The next day, those who had been sleeping on higher ground woke up to find some 1800 people dead. Hundreds of cattle and small animals also dead. All around there was deathly silence.
And all of the dead stuff leaves evidence. Lake Nyos and Lake Monoun not only left piles of dead animals all over the surrounding landscape, but also left thick layers of sediments of dead aquatic critters (even little tiny plankton). That’s how it was discovered that Lake Kivu and the place in Germany had limnic eruptions, even though in the case of the latter it has been 50 million years since the last one. And there’s no sign of such a thing having happened on or around the Nile.
After the death of the firstborn, pharaoh finally relented, letting Moses take his people out of Egypt. According to the Bible, what made pharaoh give up was the selectivity of the death: the fact that it was only male firstborn who died. It was this selectivity that demonstrated to him that God himself was involved. How can we account for this?

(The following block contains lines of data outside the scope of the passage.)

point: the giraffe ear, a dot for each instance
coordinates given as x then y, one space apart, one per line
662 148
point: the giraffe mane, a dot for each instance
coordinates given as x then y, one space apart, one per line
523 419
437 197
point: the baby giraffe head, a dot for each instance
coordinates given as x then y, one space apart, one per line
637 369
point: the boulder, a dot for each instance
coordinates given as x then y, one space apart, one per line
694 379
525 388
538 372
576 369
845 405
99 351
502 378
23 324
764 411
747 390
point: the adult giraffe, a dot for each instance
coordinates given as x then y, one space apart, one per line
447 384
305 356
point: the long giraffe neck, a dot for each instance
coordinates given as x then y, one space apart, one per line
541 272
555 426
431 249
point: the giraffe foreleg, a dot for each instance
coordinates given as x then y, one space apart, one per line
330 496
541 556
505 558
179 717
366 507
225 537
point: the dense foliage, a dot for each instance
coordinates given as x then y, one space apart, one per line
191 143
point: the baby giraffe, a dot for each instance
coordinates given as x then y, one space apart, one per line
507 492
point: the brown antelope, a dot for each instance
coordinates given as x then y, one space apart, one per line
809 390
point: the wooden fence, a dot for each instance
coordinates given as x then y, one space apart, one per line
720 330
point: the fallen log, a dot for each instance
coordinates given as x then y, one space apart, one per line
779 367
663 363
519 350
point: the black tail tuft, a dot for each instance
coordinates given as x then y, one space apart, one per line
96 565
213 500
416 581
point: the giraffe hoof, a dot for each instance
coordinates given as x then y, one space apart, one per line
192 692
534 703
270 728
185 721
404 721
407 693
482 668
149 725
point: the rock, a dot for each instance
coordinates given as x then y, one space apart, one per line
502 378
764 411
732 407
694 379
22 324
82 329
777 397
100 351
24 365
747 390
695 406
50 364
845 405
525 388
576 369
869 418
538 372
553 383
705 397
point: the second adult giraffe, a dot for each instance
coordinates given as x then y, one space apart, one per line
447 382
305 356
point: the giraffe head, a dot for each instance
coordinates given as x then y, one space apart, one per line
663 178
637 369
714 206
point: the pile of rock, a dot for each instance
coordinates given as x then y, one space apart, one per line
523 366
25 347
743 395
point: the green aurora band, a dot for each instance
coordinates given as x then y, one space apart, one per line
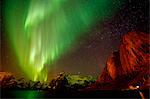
43 30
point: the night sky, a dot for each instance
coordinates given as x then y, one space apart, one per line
89 52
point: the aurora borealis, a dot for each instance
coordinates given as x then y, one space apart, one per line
72 34
50 27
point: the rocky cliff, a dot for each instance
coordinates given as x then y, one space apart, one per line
129 66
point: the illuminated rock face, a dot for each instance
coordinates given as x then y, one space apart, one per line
129 65
5 75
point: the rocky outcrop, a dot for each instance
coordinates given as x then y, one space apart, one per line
128 66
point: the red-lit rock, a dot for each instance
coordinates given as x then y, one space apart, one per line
128 66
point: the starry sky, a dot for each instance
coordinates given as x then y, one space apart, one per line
88 51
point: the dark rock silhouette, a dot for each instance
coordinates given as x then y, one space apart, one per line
128 66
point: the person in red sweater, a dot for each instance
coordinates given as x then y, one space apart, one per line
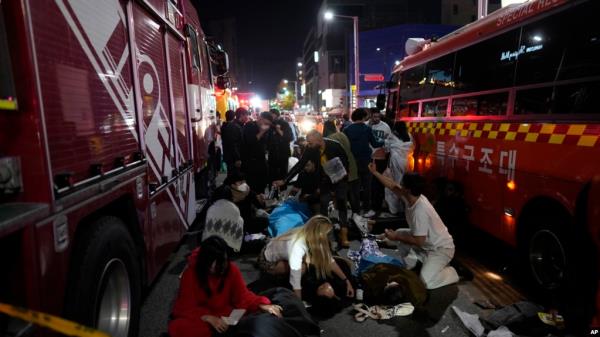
212 287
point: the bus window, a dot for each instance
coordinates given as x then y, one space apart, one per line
541 49
482 105
435 108
487 65
193 47
409 110
8 99
565 99
439 81
411 83
582 58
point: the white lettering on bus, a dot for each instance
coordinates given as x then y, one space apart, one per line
525 11
511 165
469 157
486 161
508 55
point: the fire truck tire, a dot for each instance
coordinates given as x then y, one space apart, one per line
105 281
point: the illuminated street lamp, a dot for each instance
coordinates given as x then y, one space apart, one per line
329 16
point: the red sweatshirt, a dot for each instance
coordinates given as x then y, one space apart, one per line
192 302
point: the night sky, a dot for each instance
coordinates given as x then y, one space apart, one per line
270 35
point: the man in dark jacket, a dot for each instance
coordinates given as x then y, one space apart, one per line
254 152
280 137
361 136
321 151
231 135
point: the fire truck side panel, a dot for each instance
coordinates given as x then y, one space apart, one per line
85 84
118 197
21 133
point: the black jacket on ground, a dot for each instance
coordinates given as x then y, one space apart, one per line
332 149
232 137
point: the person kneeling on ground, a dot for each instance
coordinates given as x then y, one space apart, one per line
427 239
211 287
299 248
248 203
307 185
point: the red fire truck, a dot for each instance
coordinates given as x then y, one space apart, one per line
105 113
504 109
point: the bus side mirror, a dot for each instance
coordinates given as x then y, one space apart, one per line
221 60
223 82
380 102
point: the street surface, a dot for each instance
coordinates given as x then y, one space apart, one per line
438 318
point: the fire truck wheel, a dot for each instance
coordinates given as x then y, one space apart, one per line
548 258
105 284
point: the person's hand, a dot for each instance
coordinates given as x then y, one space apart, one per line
372 168
272 309
391 235
349 289
216 322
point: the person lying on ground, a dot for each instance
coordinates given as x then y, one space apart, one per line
294 251
211 287
388 284
427 239
325 153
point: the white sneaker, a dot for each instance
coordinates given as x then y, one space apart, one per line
371 213
361 223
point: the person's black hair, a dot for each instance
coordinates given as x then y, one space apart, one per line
212 250
393 295
229 115
266 115
414 182
329 128
240 112
358 114
401 131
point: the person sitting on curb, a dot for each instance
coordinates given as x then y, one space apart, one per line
427 239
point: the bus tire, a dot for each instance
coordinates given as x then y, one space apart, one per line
105 279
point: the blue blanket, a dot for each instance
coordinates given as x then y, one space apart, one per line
290 214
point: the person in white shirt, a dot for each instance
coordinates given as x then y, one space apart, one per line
381 131
427 239
295 250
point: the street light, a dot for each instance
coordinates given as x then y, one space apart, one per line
329 16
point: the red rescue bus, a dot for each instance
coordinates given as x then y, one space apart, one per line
103 111
505 108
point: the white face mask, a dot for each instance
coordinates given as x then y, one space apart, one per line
243 187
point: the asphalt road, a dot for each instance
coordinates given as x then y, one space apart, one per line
438 318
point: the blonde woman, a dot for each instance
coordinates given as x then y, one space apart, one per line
294 251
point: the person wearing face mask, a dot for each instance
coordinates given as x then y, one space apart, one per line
322 151
247 202
427 239
254 152
211 287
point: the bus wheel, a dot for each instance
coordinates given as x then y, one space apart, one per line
105 284
547 259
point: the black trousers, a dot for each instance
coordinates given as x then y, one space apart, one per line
340 195
377 189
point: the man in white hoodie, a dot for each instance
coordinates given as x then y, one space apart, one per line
381 131
427 239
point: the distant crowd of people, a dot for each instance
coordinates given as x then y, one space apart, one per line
333 167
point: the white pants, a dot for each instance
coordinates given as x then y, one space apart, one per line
435 272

Well, Egyptian firstborn males had a privileged position. They were the heirs to the throne, property, titles and more. They slept on Egyptian beds, low to the ground, while their brothers and sisters slept on rooftops, sheds, and in wagons. The Israelites, sitting up at their first Passover meal, did not feel a thing while the low-traveling gas suffocated the privileged Egyptian males sleeping in their beds.
Here we have Jacobovici simply making stuff up again. There is absolutely no evidence that I have ever seen anywhere indicating that the eldest son slept on a bed while everybody else slept on the roof or in wagons (the Egyptians of the time didn’t even have wagons).

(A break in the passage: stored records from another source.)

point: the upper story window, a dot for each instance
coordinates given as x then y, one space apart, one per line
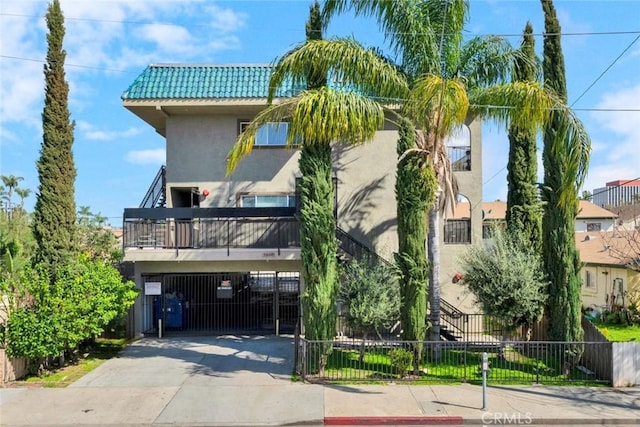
268 135
458 228
268 200
589 283
594 226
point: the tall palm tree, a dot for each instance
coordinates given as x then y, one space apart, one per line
450 79
318 117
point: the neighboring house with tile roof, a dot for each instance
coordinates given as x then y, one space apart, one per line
590 218
606 278
222 253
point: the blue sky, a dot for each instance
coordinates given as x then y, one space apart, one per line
109 43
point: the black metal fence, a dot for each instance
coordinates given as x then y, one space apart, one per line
514 362
251 302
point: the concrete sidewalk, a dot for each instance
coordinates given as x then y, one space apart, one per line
462 404
245 381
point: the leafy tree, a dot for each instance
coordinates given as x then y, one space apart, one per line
370 292
446 81
55 213
565 167
507 279
415 192
83 299
524 210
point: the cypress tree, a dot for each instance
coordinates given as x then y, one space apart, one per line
318 244
55 210
415 193
524 211
560 255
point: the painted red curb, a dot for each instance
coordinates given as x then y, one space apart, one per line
383 421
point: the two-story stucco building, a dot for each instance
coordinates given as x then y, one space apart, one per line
221 253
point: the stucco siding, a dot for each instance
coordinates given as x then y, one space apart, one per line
197 151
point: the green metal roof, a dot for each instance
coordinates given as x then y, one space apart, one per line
205 82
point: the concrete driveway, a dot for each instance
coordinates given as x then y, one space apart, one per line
224 380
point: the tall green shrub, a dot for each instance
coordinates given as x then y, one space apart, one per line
55 212
562 179
318 245
524 210
415 194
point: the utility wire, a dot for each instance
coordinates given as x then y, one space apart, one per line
169 24
606 70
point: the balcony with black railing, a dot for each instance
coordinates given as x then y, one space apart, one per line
210 228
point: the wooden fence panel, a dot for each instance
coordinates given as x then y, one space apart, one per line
626 364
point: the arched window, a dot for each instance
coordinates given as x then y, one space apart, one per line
459 149
457 228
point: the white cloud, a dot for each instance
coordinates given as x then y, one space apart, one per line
169 38
146 157
226 20
615 154
89 132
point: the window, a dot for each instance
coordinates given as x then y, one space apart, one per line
594 226
267 200
270 134
589 280
457 231
459 149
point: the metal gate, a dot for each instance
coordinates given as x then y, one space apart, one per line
247 302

Most poor people in Egypt didn’t have beds at all. They slept on mats. And during the hot nights the entire family would sleep on the roof, while during the cold nights the entire family would sleep indoors on the floor. So either everybody would be on the roof and the eldest sons wouldn’t be gassed, or everybody would be on the floor and everybody in the whole family would be gassed.

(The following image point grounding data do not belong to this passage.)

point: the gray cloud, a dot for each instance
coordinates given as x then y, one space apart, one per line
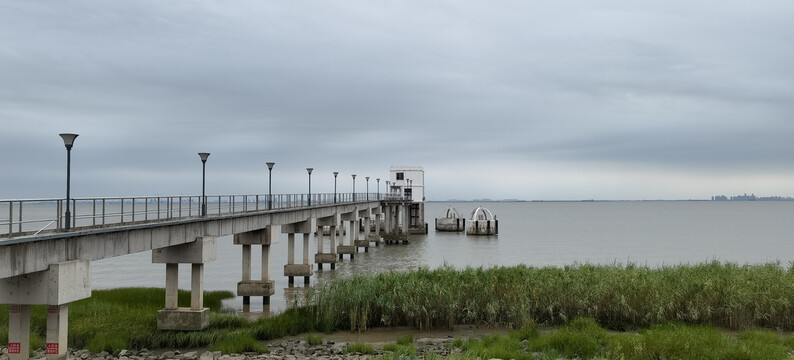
675 87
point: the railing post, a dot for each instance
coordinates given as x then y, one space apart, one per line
60 207
11 218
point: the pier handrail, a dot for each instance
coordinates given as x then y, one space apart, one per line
21 217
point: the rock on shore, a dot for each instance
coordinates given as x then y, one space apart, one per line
280 350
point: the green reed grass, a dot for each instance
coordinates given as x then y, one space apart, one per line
617 297
584 339
359 347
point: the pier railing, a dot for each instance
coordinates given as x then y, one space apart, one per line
21 217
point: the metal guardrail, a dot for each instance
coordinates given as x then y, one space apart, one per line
21 217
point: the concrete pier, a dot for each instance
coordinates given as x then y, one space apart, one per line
41 270
330 257
291 269
373 236
196 317
397 220
264 287
363 218
349 248
62 284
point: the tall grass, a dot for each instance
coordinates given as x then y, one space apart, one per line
617 297
582 338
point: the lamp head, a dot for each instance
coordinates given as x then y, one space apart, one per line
68 140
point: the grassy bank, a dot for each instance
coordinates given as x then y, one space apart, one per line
582 338
617 297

In the homes of the middle-class and upper-class, everybody in the family (not counting the servants) had beds. Houses often had many beds in them. Some of the bigger houses even had special rooms set aside for guests, and those rooms had beds in them. Of course, this was back before air conditioning really existed, so even the rich would sometimes sleep on their roofs to stay cool. The eldest sons would not be pleased to be forced to sleep indoors every night. It would not be a privilege.
And we’re supposed to believe, by the way, that not even the parents, including the head of the family, were permitted to sleep in a bed. I suppose that on cold nights, they all were supposed to sleep on the floor. Yeah. I can easily imagine the pharaoh sleeping on the floor while his eldest son slept in a bed.
Also, Jacobovici’s idea requires the entire region to be perfectly flat, and for everybody who slept indoors to sleep right at ground level. First off, Egypt of the time did have their own versions of apartment buildings. Egypt was a very constricted nation, being a little narrow strip of land along the banks of the Nile with desert on either side. Habitable places were scarce, and every square meter of land that could be used to grow crops on or to graze livestock had to be used for that purpose. Living space tended to be just as much at a premium in ancient Egyptian cities as it is today in Manhattan or Tokyo. So they built upwards as well as outwards.
Then there’s the matter that habitations were built up high, due to the Nile’s flooding. Some houses were built on stilts or raised foundations. Cities tended to be built on hills. And, as is usually the case in cities around the world, how high you were in social rank determined how high up the hill your house was. The upper-class lived near the tops of the hills, the middle class a bit lower, and the lower class at the lowest parts. Slaves, aside from house servants, would have been the lowest class in all senses of the phrase. So for the carbon dioxide to have reached the firstborn sons of the middle and upper classes (whether they slept in beds or on the roofs), the gas would first have had to totally flood the lower classes and the slaves. The Israelites would have been among the first people affected, and even sitting on the roofs of their slave quarters would not have saved them.
Pretty much every single horse, cow, goat, chicken, rabbit, hippo, crocodile, fish, and so on in the region would have died, of course. Not just the firstborn males. Most of these critters would have been in the lowlands outside of town.